I didn't realize how comfortable I was with my tight knit drama group and established relationships until I started branching out. I brought my stuffed animals and sweaters and love of theatre to Denison. However, despite my initial romanticization of spending every free moment in the theatre and late night walks up the hill from rehearsal, I opted out of the first show for fear of overcommitting myself like I did in high school. Without a cast or a character to immerse myself in, and without my familiar teachers, friends, and environment, I felt like I was dangling in the tree. Unlike the main trunk, the roots growing from the branches aren't neat and orderly, like Maiel's tree. They're like mine––tangled and desperate to cling to something familiar. (I think this is why my first friend was someone who carried a briefcase––he reminded me of my friend Alex.)
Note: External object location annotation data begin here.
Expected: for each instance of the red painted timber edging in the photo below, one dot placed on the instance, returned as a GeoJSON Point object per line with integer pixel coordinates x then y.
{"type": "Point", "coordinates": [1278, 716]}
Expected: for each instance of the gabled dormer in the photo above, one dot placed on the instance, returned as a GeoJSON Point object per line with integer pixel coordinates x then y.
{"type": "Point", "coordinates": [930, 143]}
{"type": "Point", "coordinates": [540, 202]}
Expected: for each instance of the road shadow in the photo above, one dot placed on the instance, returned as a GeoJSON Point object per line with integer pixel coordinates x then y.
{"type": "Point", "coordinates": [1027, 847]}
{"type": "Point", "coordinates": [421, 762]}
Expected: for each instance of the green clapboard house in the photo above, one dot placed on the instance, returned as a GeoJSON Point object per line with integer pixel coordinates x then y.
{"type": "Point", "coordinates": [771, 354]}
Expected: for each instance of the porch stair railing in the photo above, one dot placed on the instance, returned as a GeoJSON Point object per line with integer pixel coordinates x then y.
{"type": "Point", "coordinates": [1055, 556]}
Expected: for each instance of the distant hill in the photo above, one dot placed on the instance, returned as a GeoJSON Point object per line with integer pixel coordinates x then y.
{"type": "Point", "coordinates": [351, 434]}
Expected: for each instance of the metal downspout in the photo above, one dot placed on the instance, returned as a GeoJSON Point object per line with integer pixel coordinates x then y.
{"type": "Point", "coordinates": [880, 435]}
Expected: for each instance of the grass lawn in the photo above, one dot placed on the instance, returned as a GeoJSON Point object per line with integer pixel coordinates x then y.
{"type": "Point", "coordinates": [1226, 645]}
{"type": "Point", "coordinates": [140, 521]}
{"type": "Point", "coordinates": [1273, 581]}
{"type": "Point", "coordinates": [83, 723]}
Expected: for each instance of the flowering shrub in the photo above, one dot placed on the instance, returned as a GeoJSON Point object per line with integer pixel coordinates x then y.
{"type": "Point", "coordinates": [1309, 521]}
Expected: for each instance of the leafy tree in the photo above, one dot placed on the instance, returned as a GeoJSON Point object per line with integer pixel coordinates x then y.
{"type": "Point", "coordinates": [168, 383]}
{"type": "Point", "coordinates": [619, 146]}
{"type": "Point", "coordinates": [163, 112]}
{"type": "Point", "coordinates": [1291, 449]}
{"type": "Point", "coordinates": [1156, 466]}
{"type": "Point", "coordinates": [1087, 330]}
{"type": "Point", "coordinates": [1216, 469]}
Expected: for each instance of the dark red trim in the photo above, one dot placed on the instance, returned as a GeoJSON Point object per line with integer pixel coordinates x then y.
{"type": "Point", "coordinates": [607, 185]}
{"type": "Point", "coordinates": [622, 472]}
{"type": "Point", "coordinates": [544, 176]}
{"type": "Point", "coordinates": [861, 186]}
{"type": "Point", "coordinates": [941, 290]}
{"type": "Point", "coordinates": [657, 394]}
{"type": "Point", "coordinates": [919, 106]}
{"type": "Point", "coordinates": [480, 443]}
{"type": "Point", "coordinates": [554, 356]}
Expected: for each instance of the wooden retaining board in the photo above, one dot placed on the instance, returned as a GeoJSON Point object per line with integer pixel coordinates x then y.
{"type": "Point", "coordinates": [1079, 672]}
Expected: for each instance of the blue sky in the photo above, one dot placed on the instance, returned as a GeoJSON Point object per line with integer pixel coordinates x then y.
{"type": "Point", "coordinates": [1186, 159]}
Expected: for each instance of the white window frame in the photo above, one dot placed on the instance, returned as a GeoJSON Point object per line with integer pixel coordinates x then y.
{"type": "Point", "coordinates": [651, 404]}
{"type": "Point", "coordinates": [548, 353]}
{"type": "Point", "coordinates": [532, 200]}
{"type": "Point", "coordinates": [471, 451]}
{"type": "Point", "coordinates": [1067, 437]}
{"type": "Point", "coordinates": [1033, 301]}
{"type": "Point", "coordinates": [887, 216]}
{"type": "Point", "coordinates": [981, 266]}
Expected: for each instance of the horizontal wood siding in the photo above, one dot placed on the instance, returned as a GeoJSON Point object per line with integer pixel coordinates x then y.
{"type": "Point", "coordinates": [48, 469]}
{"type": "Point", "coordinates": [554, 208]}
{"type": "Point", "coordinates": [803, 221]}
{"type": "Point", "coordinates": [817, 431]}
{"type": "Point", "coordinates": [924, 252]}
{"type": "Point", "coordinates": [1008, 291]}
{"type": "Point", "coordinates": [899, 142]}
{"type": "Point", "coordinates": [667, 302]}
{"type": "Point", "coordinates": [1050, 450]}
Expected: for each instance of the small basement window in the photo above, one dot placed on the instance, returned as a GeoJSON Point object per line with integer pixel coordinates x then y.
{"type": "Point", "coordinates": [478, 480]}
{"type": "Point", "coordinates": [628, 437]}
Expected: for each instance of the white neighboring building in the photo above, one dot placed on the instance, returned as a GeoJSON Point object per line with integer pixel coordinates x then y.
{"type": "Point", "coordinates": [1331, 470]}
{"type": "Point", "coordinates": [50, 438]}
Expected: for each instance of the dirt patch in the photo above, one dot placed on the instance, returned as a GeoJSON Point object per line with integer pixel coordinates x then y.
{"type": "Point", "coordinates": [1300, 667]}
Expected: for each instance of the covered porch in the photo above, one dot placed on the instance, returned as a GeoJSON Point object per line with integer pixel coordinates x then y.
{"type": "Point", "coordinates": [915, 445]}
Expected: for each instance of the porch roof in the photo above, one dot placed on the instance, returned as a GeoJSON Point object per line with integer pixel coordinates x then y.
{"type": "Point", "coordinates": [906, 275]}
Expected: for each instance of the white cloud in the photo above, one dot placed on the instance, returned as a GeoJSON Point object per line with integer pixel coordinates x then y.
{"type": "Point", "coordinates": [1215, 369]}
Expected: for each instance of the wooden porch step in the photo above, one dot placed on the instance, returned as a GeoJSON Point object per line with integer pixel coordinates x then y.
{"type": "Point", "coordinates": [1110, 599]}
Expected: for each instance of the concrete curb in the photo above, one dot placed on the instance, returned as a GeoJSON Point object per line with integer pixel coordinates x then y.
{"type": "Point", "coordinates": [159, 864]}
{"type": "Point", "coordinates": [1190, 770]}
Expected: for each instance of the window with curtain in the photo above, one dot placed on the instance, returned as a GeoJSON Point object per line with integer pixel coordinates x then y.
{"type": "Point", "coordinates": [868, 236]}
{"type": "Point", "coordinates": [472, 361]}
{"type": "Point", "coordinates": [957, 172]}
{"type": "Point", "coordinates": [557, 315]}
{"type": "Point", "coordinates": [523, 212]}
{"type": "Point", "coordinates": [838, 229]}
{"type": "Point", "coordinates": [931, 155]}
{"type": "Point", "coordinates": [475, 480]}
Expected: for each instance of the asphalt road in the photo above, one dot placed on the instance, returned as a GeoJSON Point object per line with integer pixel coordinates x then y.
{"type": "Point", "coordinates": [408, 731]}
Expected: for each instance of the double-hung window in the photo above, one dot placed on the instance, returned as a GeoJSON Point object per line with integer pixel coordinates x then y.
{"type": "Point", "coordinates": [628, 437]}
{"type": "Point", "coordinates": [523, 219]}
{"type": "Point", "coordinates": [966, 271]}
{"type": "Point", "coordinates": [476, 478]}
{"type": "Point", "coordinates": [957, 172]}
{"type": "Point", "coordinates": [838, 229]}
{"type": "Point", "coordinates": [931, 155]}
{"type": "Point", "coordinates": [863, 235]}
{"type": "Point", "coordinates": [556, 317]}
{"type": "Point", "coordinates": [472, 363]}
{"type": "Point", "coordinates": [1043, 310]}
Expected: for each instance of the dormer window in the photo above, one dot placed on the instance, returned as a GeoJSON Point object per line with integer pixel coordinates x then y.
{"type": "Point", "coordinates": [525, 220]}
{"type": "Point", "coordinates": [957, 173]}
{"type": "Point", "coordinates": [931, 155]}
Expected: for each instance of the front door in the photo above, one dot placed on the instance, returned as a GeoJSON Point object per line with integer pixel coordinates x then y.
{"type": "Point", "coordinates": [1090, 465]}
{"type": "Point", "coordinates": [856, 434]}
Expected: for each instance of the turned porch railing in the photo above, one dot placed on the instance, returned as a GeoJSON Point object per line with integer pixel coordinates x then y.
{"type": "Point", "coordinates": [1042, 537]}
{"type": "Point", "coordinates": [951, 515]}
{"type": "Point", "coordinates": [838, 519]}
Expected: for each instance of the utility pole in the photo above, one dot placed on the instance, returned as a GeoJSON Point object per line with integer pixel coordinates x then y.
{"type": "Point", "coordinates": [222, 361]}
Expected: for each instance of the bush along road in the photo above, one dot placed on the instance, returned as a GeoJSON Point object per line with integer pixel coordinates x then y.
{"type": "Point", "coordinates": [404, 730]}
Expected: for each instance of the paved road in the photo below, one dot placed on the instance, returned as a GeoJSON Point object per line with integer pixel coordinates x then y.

What I sometimes forgot was that this new limb was part of an already built foundation. It's the line I drew between "pre-Denison Megan" and "Denison Megan" that left me feeling so disconnected. It felt like I was starting my life over. When I finally realized that this new limb was attached to my main trunk, and would ultimately strengthen my total foundation, I was able to relish in the uncertainty of the ungrounded roots. I can objectively say now that not diving into theatre was the best decision I could've made for myself this semester. If I had gotten right in with a cast, I likely would've followed one group of people, and lost out on the opportunity to let my roots explore new territory. It's through dangling that I found myself in the Communications department so often, and engaging in interfaith dialogue at the house for spiritual and religious life. I'm clarifying what it is I love about English and Theatre––how they help people communicate. Most importantly, recognizing that my "two selves" don't need to be as separate as I thought opened up the possibility of a multi-dimensional self––a Megan Lovely larger than the theatre-enthusiastic, academic-driven, and self-controlled individual, including parts I don't like.
As I realized sitting in that tree at Walden Pond eight months ago, going out on a limb is liberating. What's most significant about the Banyan Tree is that it's the trunks that grow from these limbs that strengthen the core foundation of the tree, and allow it to spread. Before going to college, I was in the habit of saying, "I can't make a decision." The growth I experienced during my first semester at Denison–a school I chose–assures me that I can make decisions. It's affirmative of the power of not just choosing, but embracing uncertainty. These last four months have given me the confidence and strength to keep going out on a limb, and spreading out to unexplored soil.